Manifest Gallery Acquires Former Central Parkway Funeral Home for Visionary Expanded Permanent Location

“Manifest at M1 will be like a museum, a library, a church, a school or a gymnasium—focused on the visual arts."

click to enlarge Manifest Creative Research Gallery and Drawing Center's new home. - Photo: Edward G. Detzel
Photo: Edward G. Detzel
Manifest Creative Research Gallery and Drawing Center's new home.

Manifest Creative Research Gallery and Drawing Center has announced the purchase of a 13,000-square-foot stately brick building at the corner of Central Parkway and Clifton Hills Avenue. It is adjacent to Cincinnati State University and will become Manifest’s new and permanent home.

The building, at 3464 Central Parkway, was constructed in 1932 and had been vacant for several years, but had housed a funeral home. Among its features, according to a past real-estate listing, are a grand first-floor showroom, a second-floor boardroom, a three-room apartment and on-site parking. Manifest’s purchase price was $680,000, said Jason Franz, its executive director, via email.

“We are going to reverse its previous function, in a sense,” said Franz, implying Manifest would be infusing the space with new life.

Manifest began in 2004 as a nonprofit arts organization founded by professors and students from University of Cincinnati and Xavier University. It has had a gallery space at 2727 Woodburn Ave. in East Walnut Hills since 2004. It has also had a more recent temporary space for its Drawing Center on East McMillan Street in Walnut Hills, but plans to move that to the new location by mid-2022. (The Drawing Center had lost its lease in Madisonville in 2019.)

Following a phased, three-year transition into that space while funding and project goals continue to develop, it will become The Manifest Center for the Visual Arts, according to a press release that also identifies the future entity as M1.

“Manifest at M1 will be like a museum, a library, a church, a school or a gymnasium—focused on the visual arts,” the release says.

That new space could have entire floors devoted to drawing, painting and photography, including a wing containing a traditional darkroom for photo processing. The building could also allow for multiple galleries, a bookstore and private studios for resident artists and scholars. Manifest’s planned move puts it between three other neighborhoods with expanding visions for the nonprofit arts organizations.

The Clifton Cultural Arts Center is planning a permanent home at 3412 Clifton Ave.; Northside’s PAR-Projects has a fundraising drive underway for expansion, and Camp Washington’s Wave Pool has been growing its programming and staff, moving forward with residencies for artists to create “food-based social practice art projects in a space designed to both reach intended audiences in a real and accessible way while also offering the context of an arts center to best publicize and offer curatorial accreditation for the works created.”

Manifest has also played a key role in the revival of the East Walnut Hills shopping district along Woodburn and Madison avenues; art walks including Manifest have been popular events, at least before the pandemic. But Manifest could continue its presence there, Franz said in his email.

“The gallery’s very (very) long lease of 20 years on Woodburn ends at the end of 2024. We are not sure what will happen then, but our board has wanted to secure a home the organization would own outright nevertheless, because property costs are increasing and our space needs for both halves of our programming are rather specific and hard to find in a workable location. (We have looked and looked for years!)"

“If our funding and project goals are successful, my vision is that we’ll retain our space on Woodburn in addition to having the bulk of our programming at the Central Parkway location,” he continued. “There are a lot of questions that will need to be answered before we know for sure if that will be possible. But I hope so, and am very excited by what that would allow us to do.”
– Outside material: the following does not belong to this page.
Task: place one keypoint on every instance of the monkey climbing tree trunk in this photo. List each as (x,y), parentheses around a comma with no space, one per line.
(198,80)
As far as how much money is needed for everything Manifest wants, Franz said it’s a little early to say.

“The lead funding from two sources, which helped push us over the line to obtain (the building), really made all the difference,” he said via email. “And there is more pledged from one of the sources as a challenge match. I am hesitant to share more on that until we’ve got things lined up on our end marketing wise."

“We will be running a capital campaign, and it will be significant,” Franz continued. “We have contracted with a local firm to help us with that, but want to be on the same page with them before we announce our partnership. That work has only just officially started on paper this week, so I’m sure we’ll have lots more to share in the near future.”